入団間もない若手打者が、一度はぶつかる壁が「振れない」ということだ。オープン戦や開幕当初といった、データがそろわない時期は気持ちよくスイングができ、結果が出ることも多いが、そこは厳しいプロの世界。2カード、3カードと対戦が繰り返されるうちに、様々なデータが蓄積される。開幕から3カ月経過したこの時期なら、致命的な弱点があれば徹底的に攻められるころだ。
駒田氏は「まだスイングがちょっと優しいところがある」とポイントを挙げると「中日の京田君なんかもそうですが、丁寧に打とうとすると、もっと弱く振っているようになる。強い気持ちでボールに向かっていけば、率も残るし、いいバッターになれると思いますよ」と、結果を追い求めようとするあまりに、肝心のスイングが鈍るという。
当の神里も春先に活躍してしばらく後、三振が増えた時期があった。「バッターというのは、気持ちが合わせにいくと、足がそろうんですよね。ソフトバンクの柳田選手を見ると、強く振ろうという意識があるので、絶対に足がそろわない。足を上げて、下ろした力を利用して思い切り振っている。泳ごうが何しようが、強く振ろうとしていると、案外空振りはしないもんです」と、両足が地面についた状態で、ボールに当てる・合わせる気持ちが強まるほど、長くて重いバットは言うことを聞かなくなる。
名球界入りを果たした打者だからこそ、打てなくなる傾向はすぐに分かる。「どんなバッターでも、だんだん目と手の距離が近くなるんですよ。その方が安心するからです。でも目の前の相手をパンチするならまだしも、87センチあるバットを動かすわけですから、なかなかミートできなくなる。当てに行こうとするほど余計に当たらないですね」。

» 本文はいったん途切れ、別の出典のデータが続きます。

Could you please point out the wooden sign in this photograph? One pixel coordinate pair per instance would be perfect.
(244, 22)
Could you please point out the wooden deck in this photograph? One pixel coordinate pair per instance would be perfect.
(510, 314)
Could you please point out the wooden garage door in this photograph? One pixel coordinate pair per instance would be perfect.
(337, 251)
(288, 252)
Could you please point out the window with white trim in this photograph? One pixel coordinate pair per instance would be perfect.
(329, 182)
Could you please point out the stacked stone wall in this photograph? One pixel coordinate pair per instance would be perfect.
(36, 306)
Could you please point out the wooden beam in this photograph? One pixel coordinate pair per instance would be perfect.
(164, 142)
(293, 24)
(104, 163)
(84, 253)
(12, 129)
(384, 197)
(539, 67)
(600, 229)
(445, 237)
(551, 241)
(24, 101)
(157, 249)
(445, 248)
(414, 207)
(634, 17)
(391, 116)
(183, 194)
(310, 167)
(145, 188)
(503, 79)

幸い神里は一時の不振を抜けて、打撃好調。6月29日の試合には値千金の同点3ランを放つなど、今ではチームに欠かせないトップバッターになっている。駒田氏が言うように、仮にまた不振が近づいてきても、思い切りよく振り抜けているうちは、深刻なスランプに陥る前に吹き飛ばすことができそうだ。